Computational Developments and Applications of the Multi-Resolution Approximation for Massive Spatial Data

Date:

Invited Talk. Virtual presentation in section EO58 - “Recent Developments in Spatial Statistics” of Computational and Methodological Statistics (CMStatistics 2021), hosted by King’s College London, UK.

Abstract

Recent developments of computational implementations and applications of the Multi-Resolution Approximation (MRA) spatial model are presented. Prediction and parameter inference are performed via a basis function representation of a Gaussian Process. Firstly, we introduce a parallel version of the MRA in Matlab for distributed computing environments. This implementation builds upon and improves a previous approach, facilitating computations with data sets on the order of 50 million observations while reducing execution times by up to 75%. Secondly, we provide a first glance at extending the MRA to model nonstationarity at a global scale.
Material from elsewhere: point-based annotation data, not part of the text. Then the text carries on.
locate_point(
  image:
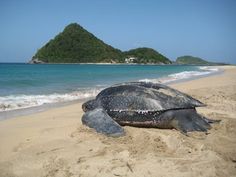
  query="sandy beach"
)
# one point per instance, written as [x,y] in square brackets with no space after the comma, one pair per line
[54,143]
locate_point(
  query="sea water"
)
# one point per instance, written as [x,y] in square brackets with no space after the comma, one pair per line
[26,85]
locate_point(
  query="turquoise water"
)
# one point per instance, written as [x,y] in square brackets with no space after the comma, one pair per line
[25,85]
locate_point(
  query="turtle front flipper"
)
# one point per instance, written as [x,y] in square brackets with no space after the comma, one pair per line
[99,120]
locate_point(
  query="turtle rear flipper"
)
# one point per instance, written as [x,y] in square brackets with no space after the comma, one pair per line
[99,120]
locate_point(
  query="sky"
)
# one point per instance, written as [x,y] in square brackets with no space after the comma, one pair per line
[201,28]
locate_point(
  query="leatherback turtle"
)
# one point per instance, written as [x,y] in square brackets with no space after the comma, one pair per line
[143,104]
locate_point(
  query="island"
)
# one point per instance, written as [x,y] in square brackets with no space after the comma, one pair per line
[76,45]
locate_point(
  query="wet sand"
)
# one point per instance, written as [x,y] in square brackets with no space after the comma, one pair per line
[55,143]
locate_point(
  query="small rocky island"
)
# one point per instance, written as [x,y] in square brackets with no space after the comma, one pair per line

A basis function representation of covariance function parameters allows us to capture nuanced spatial dependence across large domains. The extension is natural for two reasons: (i) the MRA has been shown to be one of the most computationally efficient and accurate models to analyze large spatial data sets, (ii) the hierarchical domain partitioning imposed by the MRA explicitly defines regions of spatial dependence allowing for careful construction of nonstationary covariance functions. We apply this methodology to global measurements of sea surface temperature data from the Moderate Resolution Imaging Spectroradiometer onboard NASA’s Aqua satellite.